A petrochemical company owned by Britain’s richest man is attempting to overrule a Yorkshire council to drill a shale gas well next to a sheltered housing development.
Residents in Woodsetts, Rotherham, have crowdfunded £10,000 to pay a lawyer to help them oppose the application by Ineos to carry out test core drilling on a field just outside the village.
Councillors in Rotherham have twice refused planning permission for the well, citing concerns about highway safety and the lack of information on control of environmental impacts. Denying Ineos for the second time in September against the advice of their own planners, councillors said they worried about the proximity to Berne Square, which provides housing for people who are elderly or ill.
Ineos, which is owned by Jim Ratcliffe, who was named by the Sunday Times as Britain’s richest man, appealed to the planning inspectorate, which on Tuesday will hear the case campaigners are describing as “David v Goliath”.
Ineos has a UK petroleum exploration and development licence (PEDL) for a field outside Woodsetts, which allows it to pursue a range of oil and gas exploration activities, subject to necessary drilling and development consents and planning permission.
Matthew Wilkinson, from Woodsetts Against Fracking, said houses in Berne Square backed on to Ineos’s site: “[It] would be clearly visible from their homes. You could throw a ball and probably get very close to the well pad.”
Three weeks ago Ineos submitted an application to erect a 270-metre-long fence as an “acoustic sound barrier” to shield the estate, which has already been dubbed the “Great Wall of Ineos”.
Wilkinson said the fence would make residents feel trapped. “If somebody sticks a huge wall up outside your house, which it pretty much is, you’re going to feel enclosed.
“The ‘Great Wall of Ineos’ will act like nothing more than a prison wall to the most vulnerable people in our village, obscuring their views, reducing their light and causing stress.”
The Conservative government is in favour of fracking and has made it difficult for local councils to deny planning permission to energy firms hoping to frack for shale gas. To turn down a fracking application, councillors must cite concerns over traffic, noise or environmental impact, rather than an ideological objection to the process of fracking.
In Rotherham, the chair of the planning board, David Sheppard, said: “Originally, the application was refused on the basis of the impact on highway safety and the impact on local residents in terms of noise and general distribution.
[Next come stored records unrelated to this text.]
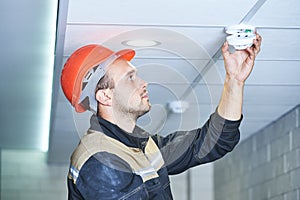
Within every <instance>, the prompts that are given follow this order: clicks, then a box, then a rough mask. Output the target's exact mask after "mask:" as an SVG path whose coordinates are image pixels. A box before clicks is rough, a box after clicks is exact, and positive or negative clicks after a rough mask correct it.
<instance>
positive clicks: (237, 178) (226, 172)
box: [214, 105, 300, 200]
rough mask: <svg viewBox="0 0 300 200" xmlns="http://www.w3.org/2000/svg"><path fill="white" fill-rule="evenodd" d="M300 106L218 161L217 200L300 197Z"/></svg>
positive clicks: (255, 199) (217, 173) (285, 198)
mask: <svg viewBox="0 0 300 200" xmlns="http://www.w3.org/2000/svg"><path fill="white" fill-rule="evenodd" d="M299 115H300V106H299V105H298V106H297V107H296V108H294V109H293V110H291V111H290V112H288V113H287V114H285V115H284V116H282V117H280V118H279V119H278V120H276V121H275V122H273V123H272V124H270V125H268V126H267V127H265V128H264V129H262V130H261V131H259V132H257V133H256V134H254V135H253V136H251V137H250V138H248V139H246V140H244V141H243V142H241V143H240V144H239V145H238V146H237V148H236V149H235V150H234V151H233V152H232V153H231V154H228V155H227V156H225V157H224V158H223V159H221V160H219V161H217V162H215V164H214V194H215V200H265V199H268V200H269V199H270V200H300V126H299V124H300V119H299V118H300V117H299Z"/></svg>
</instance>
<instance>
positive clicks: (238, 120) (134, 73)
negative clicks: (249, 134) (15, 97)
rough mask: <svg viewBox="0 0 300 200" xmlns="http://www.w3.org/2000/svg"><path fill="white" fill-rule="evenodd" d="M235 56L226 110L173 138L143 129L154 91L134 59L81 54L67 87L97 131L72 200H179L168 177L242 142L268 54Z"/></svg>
mask: <svg viewBox="0 0 300 200" xmlns="http://www.w3.org/2000/svg"><path fill="white" fill-rule="evenodd" d="M261 39H262V38H261V36H260V35H258V34H256V39H255V40H254V41H253V46H252V47H250V48H247V49H245V50H240V51H235V52H234V53H230V52H229V50H228V49H229V47H228V43H227V42H225V43H224V45H223V47H222V55H223V58H224V64H225V68H226V77H225V83H224V88H223V92H222V96H221V99H220V103H219V105H218V107H217V110H216V112H215V113H213V114H212V115H211V116H210V118H209V120H208V121H207V122H206V123H205V124H204V126H203V127H202V128H199V129H196V130H190V131H177V132H175V133H172V134H170V135H168V136H166V137H161V136H159V135H152V136H151V135H150V134H149V133H147V132H145V131H144V130H142V129H141V128H139V127H137V126H136V121H137V119H138V118H139V117H140V116H142V115H143V114H145V113H147V112H148V111H149V110H150V107H151V104H150V102H149V98H148V92H147V83H146V82H145V81H143V80H142V79H141V78H139V77H138V76H137V69H136V68H135V67H134V66H133V65H132V64H131V63H130V60H131V59H132V58H133V57H134V54H135V53H134V51H133V50H130V49H127V50H122V51H119V52H117V53H115V52H113V51H111V50H109V49H107V48H105V47H103V46H100V45H87V46H84V47H82V48H80V49H78V50H77V51H75V52H74V53H73V54H72V55H71V56H70V58H69V59H68V61H67V62H66V64H65V66H64V69H63V71H62V76H61V84H62V88H63V91H64V93H65V95H66V97H67V99H68V100H69V101H70V102H71V104H72V105H73V106H74V107H75V110H76V111H77V112H83V111H85V110H90V111H92V112H93V113H94V115H92V117H91V121H90V124H91V126H90V129H89V130H88V131H87V133H86V134H85V135H84V136H83V138H82V139H81V141H80V144H79V145H78V147H77V148H76V150H75V151H74V153H73V154H72V157H71V165H70V171H69V175H68V189H69V199H93V200H96V199H172V193H171V189H170V182H169V177H168V175H172V174H178V173H181V172H183V171H185V170H187V169H189V168H191V167H194V166H197V165H200V164H203V163H207V162H212V161H214V160H216V159H219V158H221V157H222V156H224V155H225V154H226V153H227V152H230V151H232V149H233V148H234V147H235V145H236V144H237V143H238V141H239V130H238V127H239V124H240V122H241V118H242V101H243V89H244V84H245V81H246V79H247V77H248V76H249V75H250V73H251V71H252V68H253V66H254V60H255V57H256V55H257V54H258V52H259V51H260V46H261Z"/></svg>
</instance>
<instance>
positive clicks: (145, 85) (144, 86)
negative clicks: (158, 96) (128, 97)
mask: <svg viewBox="0 0 300 200" xmlns="http://www.w3.org/2000/svg"><path fill="white" fill-rule="evenodd" d="M139 79H140V81H141V83H140V85H141V87H142V88H143V89H145V88H147V86H148V83H147V82H146V81H144V79H142V78H139Z"/></svg>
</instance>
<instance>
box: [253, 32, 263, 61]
mask: <svg viewBox="0 0 300 200" xmlns="http://www.w3.org/2000/svg"><path fill="white" fill-rule="evenodd" d="M261 42H262V37H261V36H260V35H259V34H256V38H255V39H254V40H253V44H254V48H253V49H254V53H255V56H256V55H257V54H258V53H259V51H260V46H261Z"/></svg>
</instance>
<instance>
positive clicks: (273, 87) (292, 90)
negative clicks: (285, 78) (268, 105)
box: [244, 85, 300, 106]
mask: <svg viewBox="0 0 300 200" xmlns="http://www.w3.org/2000/svg"><path fill="white" fill-rule="evenodd" d="M244 96H245V98H244V102H245V104H246V105H248V104H252V105H291V106H292V105H294V106H296V105H297V104H298V103H299V102H300V86H299V85H298V86H285V85H263V86H254V85H246V87H245V92H244Z"/></svg>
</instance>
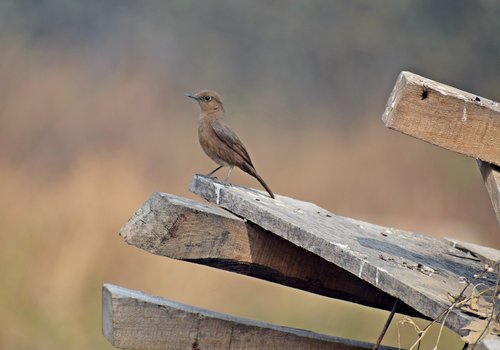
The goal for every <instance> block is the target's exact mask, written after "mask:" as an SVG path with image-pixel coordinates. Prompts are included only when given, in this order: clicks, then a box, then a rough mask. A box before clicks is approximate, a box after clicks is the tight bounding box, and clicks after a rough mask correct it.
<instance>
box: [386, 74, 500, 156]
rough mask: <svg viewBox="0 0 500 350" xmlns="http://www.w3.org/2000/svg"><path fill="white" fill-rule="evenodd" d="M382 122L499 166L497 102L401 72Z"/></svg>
mask: <svg viewBox="0 0 500 350" xmlns="http://www.w3.org/2000/svg"><path fill="white" fill-rule="evenodd" d="M424 91H426V92H424ZM382 120H383V121H384V122H385V124H386V126H387V127H389V128H391V129H395V130H398V131H401V132H403V133H405V134H408V135H411V136H414V137H416V138H419V139H422V140H425V141H427V142H430V143H432V144H435V145H438V146H441V147H444V148H446V149H449V150H452V151H455V152H459V153H463V154H466V155H468V156H471V157H474V158H477V159H481V160H484V161H487V162H489V163H495V164H497V165H500V104H499V103H498V102H495V101H491V100H488V99H486V98H484V97H479V96H477V95H473V94H470V93H468V92H465V91H461V90H458V89H456V88H453V87H451V86H447V85H445V84H441V83H438V82H436V81H433V80H430V79H427V78H424V77H421V76H418V75H416V74H413V73H410V72H401V74H400V75H399V77H398V80H397V82H396V85H395V86H394V89H393V91H392V93H391V96H390V97H389V100H388V102H387V106H386V109H385V112H384V114H383V116H382Z"/></svg>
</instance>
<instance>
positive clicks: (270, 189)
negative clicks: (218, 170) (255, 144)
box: [186, 90, 274, 198]
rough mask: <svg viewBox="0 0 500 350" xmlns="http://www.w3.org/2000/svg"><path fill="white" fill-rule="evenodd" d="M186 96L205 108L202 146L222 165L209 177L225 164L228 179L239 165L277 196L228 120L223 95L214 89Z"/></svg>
mask: <svg viewBox="0 0 500 350" xmlns="http://www.w3.org/2000/svg"><path fill="white" fill-rule="evenodd" d="M186 96H188V97H191V98H192V99H195V100H196V101H198V104H199V105H200V108H201V114H200V118H199V119H198V137H199V140H200V145H201V148H203V150H204V151H205V153H206V154H207V155H208V156H209V157H210V158H212V160H213V161H214V162H216V163H217V164H219V166H218V167H217V168H215V169H214V170H213V171H212V172H210V173H209V174H207V176H212V174H214V173H215V172H216V171H217V170H219V169H220V168H222V167H223V166H228V167H229V171H228V173H227V176H226V179H225V181H227V179H228V178H229V175H230V174H231V171H232V170H233V167H234V166H237V167H238V168H240V169H241V170H243V171H244V172H246V173H247V174H250V175H252V176H253V177H255V178H256V179H257V180H258V181H259V182H260V183H261V185H262V186H264V188H265V189H266V191H267V192H268V193H269V195H270V196H271V198H274V194H273V192H272V191H271V189H270V188H269V187H268V186H267V184H266V183H265V181H264V180H263V179H262V178H261V177H260V176H259V174H257V171H256V170H255V167H254V166H253V164H252V160H251V159H250V156H249V155H248V152H247V150H246V148H245V146H243V143H242V142H241V141H240V139H239V138H238V135H236V133H235V132H234V131H233V129H231V127H230V126H229V124H228V122H227V121H226V118H225V117H224V116H225V114H224V106H223V105H222V101H221V99H220V97H219V95H217V94H216V93H215V92H213V91H209V90H203V91H200V92H198V93H197V94H194V95H192V94H187V95H186Z"/></svg>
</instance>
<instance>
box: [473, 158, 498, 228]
mask: <svg viewBox="0 0 500 350" xmlns="http://www.w3.org/2000/svg"><path fill="white" fill-rule="evenodd" d="M478 165H479V170H480V171H481V175H482V176H483V180H484V185H485V187H486V190H487V191H488V194H489V195H490V199H491V204H492V205H493V210H494V211H495V215H496V216H497V220H498V223H499V224H500V167H499V166H497V165H494V164H489V163H486V162H481V161H478Z"/></svg>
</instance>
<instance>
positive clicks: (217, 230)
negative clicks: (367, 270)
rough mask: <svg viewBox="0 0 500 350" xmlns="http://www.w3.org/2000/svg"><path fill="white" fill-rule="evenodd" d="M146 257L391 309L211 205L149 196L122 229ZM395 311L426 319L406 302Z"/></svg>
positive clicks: (381, 292)
mask: <svg viewBox="0 0 500 350" xmlns="http://www.w3.org/2000/svg"><path fill="white" fill-rule="evenodd" d="M120 235H121V236H122V237H123V238H124V239H125V241H126V242H127V243H129V244H131V245H134V246H136V247H138V248H141V249H144V250H146V251H148V252H150V253H153V254H157V255H161V256H166V257H169V258H173V259H180V260H185V261H190V262H194V263H198V264H203V265H208V266H212V267H216V268H219V269H224V270H227V271H232V272H237V273H241V274H245V275H249V276H253V277H257V278H260V279H264V280H268V281H271V282H276V283H280V284H283V285H285V286H289V287H292V288H297V289H302V290H305V291H308V292H312V293H316V294H321V295H324V296H328V297H333V298H339V299H343V300H347V301H351V302H355V303H358V304H363V305H367V306H372V307H377V308H381V309H385V310H390V309H391V308H392V306H393V305H394V302H395V298H394V297H392V296H390V295H388V294H387V293H385V292H384V291H382V290H380V289H379V288H377V287H375V286H373V285H371V284H370V283H368V282H366V281H363V280H362V279H360V278H358V277H357V276H355V275H353V274H352V273H350V272H347V271H345V270H344V269H341V268H339V267H338V266H336V265H334V264H332V263H330V262H328V261H326V260H325V259H323V258H321V257H319V256H317V255H315V254H313V253H311V252H309V251H307V250H305V249H304V248H301V247H298V246H296V245H294V244H292V243H290V242H288V241H287V240H285V239H283V238H281V237H279V236H277V235H274V234H272V233H271V232H269V231H266V230H264V229H262V228H260V227H259V226H257V225H255V224H252V223H251V222H249V221H244V220H243V219H241V218H239V217H237V216H235V215H233V214H231V213H229V212H228V211H226V210H223V209H221V208H219V207H217V206H214V205H211V204H204V203H200V202H197V201H193V200H190V199H187V198H182V197H178V196H174V195H171V194H167V193H153V194H152V195H151V197H150V198H149V199H148V200H147V201H146V202H145V203H144V205H143V206H142V208H140V209H139V210H138V211H137V212H136V213H135V214H134V215H133V216H132V218H131V219H130V220H129V222H128V223H127V224H126V225H125V226H124V227H123V228H122V229H121V230H120ZM398 312H399V313H404V314H407V315H411V316H419V317H425V316H423V315H422V314H421V313H419V312H417V311H415V310H414V309H413V308H410V307H409V306H408V305H405V304H404V303H400V305H399V307H398Z"/></svg>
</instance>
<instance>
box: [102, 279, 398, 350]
mask: <svg viewBox="0 0 500 350" xmlns="http://www.w3.org/2000/svg"><path fill="white" fill-rule="evenodd" d="M102 294H103V295H102V304H103V305H102V327H103V333H104V336H105V337H106V338H107V339H108V341H109V342H110V343H111V344H112V345H113V346H115V347H117V348H120V349H151V350H154V349H172V350H175V349H179V350H181V349H182V350H184V349H203V350H208V349H217V350H219V349H231V350H238V349H241V350H243V349H250V350H251V349H325V350H326V349H338V350H354V349H371V344H368V343H363V342H357V341H352V340H348V339H343V338H338V337H332V336H326V335H321V334H317V333H313V332H309V331H305V330H301V329H296V328H289V327H281V326H276V325H272V324H268V323H264V322H258V321H254V320H250V319H245V318H240V317H234V316H230V315H225V314H221V313H217V312H213V311H209V310H205V309H201V308H197V307H194V306H190V305H185V304H180V303H177V302H174V301H170V300H166V299H163V298H159V297H154V296H151V295H148V294H145V293H141V292H136V291H132V290H129V289H126V288H123V287H119V286H115V285H111V284H105V285H104V286H103V289H102ZM385 349H389V348H388V347H385Z"/></svg>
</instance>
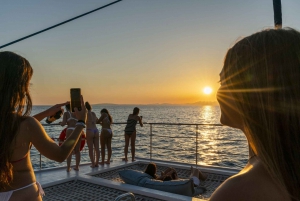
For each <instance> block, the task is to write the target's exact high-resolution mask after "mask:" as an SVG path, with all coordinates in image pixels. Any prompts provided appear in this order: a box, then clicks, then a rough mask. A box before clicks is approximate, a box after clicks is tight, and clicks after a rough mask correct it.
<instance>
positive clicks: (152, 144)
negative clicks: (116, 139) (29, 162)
mask: <svg viewBox="0 0 300 201" xmlns="http://www.w3.org/2000/svg"><path fill="white" fill-rule="evenodd" d="M113 124H115V125H118V124H119V125H120V124H126V122H116V123H113ZM42 125H43V126H45V127H47V126H57V125H59V126H60V124H42ZM144 125H149V145H148V147H149V159H150V160H153V149H155V150H158V149H165V150H166V148H165V147H164V148H162V147H155V146H153V137H154V136H155V137H157V138H161V137H163V138H166V137H169V138H178V139H179V138H182V139H185V138H189V139H191V138H194V139H195V149H194V152H195V165H196V166H197V165H198V162H199V161H198V158H199V157H200V151H201V150H200V151H199V149H198V147H199V143H198V141H199V138H200V136H201V135H200V134H201V133H200V132H199V128H200V127H201V128H202V127H204V126H214V127H215V126H216V127H221V126H222V125H221V124H203V123H201V124H200V123H198V124H196V123H147V122H144ZM154 126H194V127H195V133H194V136H187V137H184V136H176V137H171V136H166V135H157V134H154V133H153V127H154ZM55 139H57V138H55ZM144 146H146V145H144ZM169 150H171V151H182V150H180V149H176V150H175V149H169ZM39 155H40V161H39V166H40V169H42V156H41V154H40V153H39Z"/></svg>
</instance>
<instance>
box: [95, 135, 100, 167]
mask: <svg viewBox="0 0 300 201" xmlns="http://www.w3.org/2000/svg"><path fill="white" fill-rule="evenodd" d="M99 143H100V142H99V131H97V132H96V133H95V135H94V147H95V155H96V159H95V160H96V161H95V167H98V163H99V158H100V151H99Z"/></svg>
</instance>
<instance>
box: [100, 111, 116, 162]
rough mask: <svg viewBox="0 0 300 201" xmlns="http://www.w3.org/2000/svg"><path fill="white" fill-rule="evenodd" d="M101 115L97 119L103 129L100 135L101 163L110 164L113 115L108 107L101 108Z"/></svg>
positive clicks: (111, 149) (111, 151)
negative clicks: (106, 158)
mask: <svg viewBox="0 0 300 201" xmlns="http://www.w3.org/2000/svg"><path fill="white" fill-rule="evenodd" d="M100 113H101V117H100V118H99V120H98V121H97V123H98V124H100V125H101V126H102V129H101V135H100V144H101V163H99V164H100V165H104V163H106V164H110V158H111V154H112V148H111V139H112V136H113V133H112V130H111V127H110V126H111V124H112V117H111V116H110V114H109V112H108V110H107V109H105V108H104V109H102V110H101V112H100ZM105 146H106V147H107V161H105V162H104V160H105Z"/></svg>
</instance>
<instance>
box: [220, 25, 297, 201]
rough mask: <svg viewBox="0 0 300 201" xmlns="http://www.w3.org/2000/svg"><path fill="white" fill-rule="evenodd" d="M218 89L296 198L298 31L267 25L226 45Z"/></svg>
mask: <svg viewBox="0 0 300 201" xmlns="http://www.w3.org/2000/svg"><path fill="white" fill-rule="evenodd" d="M221 74H222V76H221V77H222V78H221V79H222V80H221V83H223V84H224V85H226V86H228V90H224V91H222V90H219V91H220V95H219V97H220V99H221V98H224V97H226V96H231V97H232V98H233V100H234V101H235V104H236V107H237V111H240V115H241V117H242V120H243V124H244V128H245V135H246V136H247V138H248V140H249V143H250V146H251V148H252V149H253V151H254V153H255V154H256V155H257V156H259V158H260V159H261V161H262V162H263V164H264V166H265V167H266V170H267V171H268V172H269V174H270V175H271V176H272V178H273V179H274V181H275V182H276V183H277V184H279V186H280V187H281V188H282V189H283V190H285V191H287V192H288V193H289V194H290V196H291V198H292V200H299V198H300V191H299V181H300V107H299V104H300V92H299V91H300V79H299V78H300V33H299V32H298V31H295V30H293V29H278V30H272V29H271V30H265V31H262V32H259V33H256V34H253V35H251V36H248V37H246V38H245V39H243V40H241V41H239V42H238V43H237V44H236V45H234V47H232V48H231V49H229V50H228V53H227V55H226V58H225V62H224V68H223V71H222V72H221Z"/></svg>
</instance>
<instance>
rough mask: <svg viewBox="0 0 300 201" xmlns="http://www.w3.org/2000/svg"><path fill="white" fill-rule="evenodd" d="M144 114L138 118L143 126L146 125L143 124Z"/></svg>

In March 2018, the objection in relation to the impact on highway safety was withdrawn given there was not enough evidence to provide a robust case, although our other objection remains and will be made at the inquiry.”
Residents have put their own money up to pay experts to challenge Ineos at the inquiry.
A spokeswoman for Woodsetts Against Fracking said: “They are David fighting Goliath; taking on a multinational company which puts growth and profit before people and the planet.”
In Woodsetts, Ineos has applied to construct a site to test a vertical hydrocarbon exploratory core well for five years. It has been designed to extract a “core” sample of the rock for laboratory analysis to identify the geological characteristics of the rock and its gas-producing properties, according to Ineos.
The energy firm says it wants to drill to “gain scientific knowledge of what is below the surface – as has been agreed by many councils many times in the past to support the coal industry in the region. This may or may not lead to a thriving shale industry … If gas is present and can be safely extracted and flowed at commercial rates we know that this won’t add costs to councils but rather provide jobs, investment and secure energy in parts of Britain that need it most.”
Last year the planning inspectorate overruled Derbyshire county council to grant permission to Ineos to erect a drilling rig near the village of Marsh Lane. The planning inspector concluded that there would be “slight harm” in terms of the living conditions of residents near the development, but not enough to “outweigh the benefits of the exploration”.